Three people have died and five are in hospital after developing a “pneumonia of unknown origin”, Argentinian health authorities have announced.

According to the Ministry of Health in Tucumán – a small region in the northwest of the country some 800 miles from the capital, Buenos Aires – nine people in the same private clinic unit have contracted mystery pneumonia.

Authorities are concerned about the deadly outbreak because the usual suspects – including Covid, influenza and hantavirus – have been ruled out. Five of the six affected, and both of those who so far died, are also health care workers, suggesting an infectious agent may be involved.

“What these patients have in common is the severe respiratory condition with bilateral pneumonia and compromised in [x-ray] images very similar to Covid, but that is ruled out,” Luis Medina Ruiz, Tucumán’s minister of health, said on Wednesday, according to local media.

He added that the six patients have had a series of tests for “Covid, cold, influenza of both types A+ and B+, Hantavirus and 25 other germs” but no virus has yet been identified.

Samples have been sent to the prestigious Malbran Institute in Buenos Aires for further analysis. Contacts of the first patients are being tracked and the healthcare center has been isolated.

The first six patients developed symptoms between August 18 and 22. On Thursday, health authorities said a further three people had been infected, but did not say when their symptoms developed.

‘This shows our vulnerability to pathogens’

Experts are also analyzing the water, and air conditioning units to determine whether the cause is toxic or environmental – for instance, whether legionella bacteria may have accumulated in the air conditioning duct.

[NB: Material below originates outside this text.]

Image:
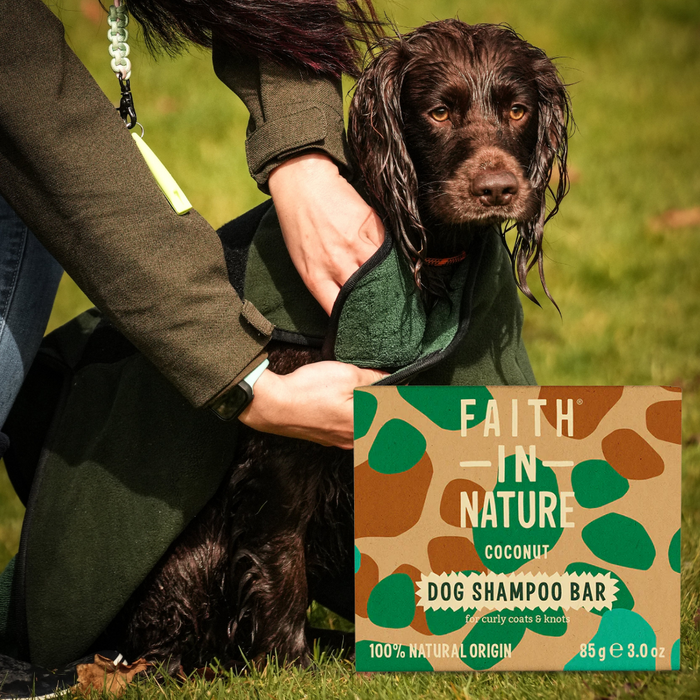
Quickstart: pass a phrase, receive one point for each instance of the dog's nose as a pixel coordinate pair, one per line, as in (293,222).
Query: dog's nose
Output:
(494,188)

Although the cases are reminiscent of the early days of the Covid-19 pandemic, when authorities were racing to determine the cause of an unexplained pneumonia in Wuhan, health experts cautioned that more information is needed “before ringing the alarm bell”.

The European Center for Disease Control’s epidemic intelligence team has been tracking the cluster of cases since Tuesday. The World Health Organization is also aware of the cases.

“It’s obviously concerning but we still need key information on transmission and hopefully [on the] underlying cause,” said Prof Devi Sridhar, chair of global health at Edinburgh University and author of ‘Preventable’.

“This shows our collective vulnerability to dangerous pathogens. An outbreak in any part of the world – if not quickly contained – can spread rapidly given air travel and trade.”